Companies need to have a governance program in place and staff responsible for social media accounts and communication as part of the company’s main infrastructure, Redmond says.

Business units often create their own legitimate domains, but the security team might not know about them. “They don’t do it through the right channels,” Gordon says. “That needs to be monitored with processes in place.”

3. Conduct a social media brand inventory

A simple search of a company’s name on popular social media sites can begin to uncover any nefarious social media accounts or at least reveal how the company is being represented, fraud experts say. During a recent audit of its social media presence, a major consulting firm was shocked to discover that hundreds of accounts were impersonating its brand or were using its name in some unwanted way on sites like Facebook, Twitter, LinkedIn, Google+ and Instagram, Gordon says.

Some accounts might be legitimate while others may reference a company’s name simply to draw traffic to their site. But a few could be truly criminal and are attempting to use fake accounts for phishing scams or to sell knock-off merchandise, she adds.

4. Identify fraudulent accounts and act quickly

At Paypal, security teams focus on identifying fraudulent sites and then reacting quickly, usually with the help of its worldwide customer base.

“The fastest way we identify [fraud] is being notified by our customer base,” including merchants and consumers, Adams says. “We are often notified much more quickly by customers than we are by the industry organizations that identify potential fraud and kick out threat alerts.”

Paypal’s investigative team reviews the fraud tips as they are received and identifies whether they are malicious or benign. Next they reach out to social media platform operators and their security departments to alert them.

5. Know where and how to report brand fraud

When customers suspect a fake company account on social media, they need to know who to report the fraud to, Redmond says. Develop a response plan that includes the documentation that should be collected and who should be contacted at the company and the social media site.

“Companies need to report brand fraud in a way that responders can consume it quickly because minutes count in these situations,” Adams says. To that end, Paypal is testing a specialized fraud reporting queue it has set up with a half dozen social media sites.

Fraud tipsters provide documentation about the suspected fraud in a standard format, and it is submitted by Paypal to the social media platforms. “We’ve been able to see a significant decrease in the amount of time it takes from the time we identify the problem to the time we report it, to the time action is taken,” Adams says. In one recent month, the expedited channel was 75 percent faster than reporting through the standard channel, he adds.
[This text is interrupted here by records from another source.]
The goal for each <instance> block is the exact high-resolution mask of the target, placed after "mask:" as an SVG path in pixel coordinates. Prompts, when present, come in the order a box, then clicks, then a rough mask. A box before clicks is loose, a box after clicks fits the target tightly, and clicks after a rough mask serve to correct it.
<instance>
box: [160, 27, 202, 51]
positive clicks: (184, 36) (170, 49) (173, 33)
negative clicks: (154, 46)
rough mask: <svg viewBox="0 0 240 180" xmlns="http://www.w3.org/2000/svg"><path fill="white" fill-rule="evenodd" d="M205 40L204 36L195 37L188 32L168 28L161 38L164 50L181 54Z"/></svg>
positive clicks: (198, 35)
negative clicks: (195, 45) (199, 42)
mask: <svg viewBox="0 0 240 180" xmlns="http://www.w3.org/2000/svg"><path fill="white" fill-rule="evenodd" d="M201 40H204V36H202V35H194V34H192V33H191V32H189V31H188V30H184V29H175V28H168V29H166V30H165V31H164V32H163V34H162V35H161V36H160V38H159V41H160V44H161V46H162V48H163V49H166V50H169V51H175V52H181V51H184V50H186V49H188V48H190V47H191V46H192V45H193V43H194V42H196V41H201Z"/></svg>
Adams says the reporting queue project is in the in the early prototype phase, and once it is proven successful Paypal plans to share the process or technical specifications with the world as open source.

Preventing social media brand fraud will remain a challenge because of the generative nature of social media platforms and the proliferation of new and more creative scams, Adams says. While these measures won’t stop this kind of abuse completely, he says, “it will raise the barrier.”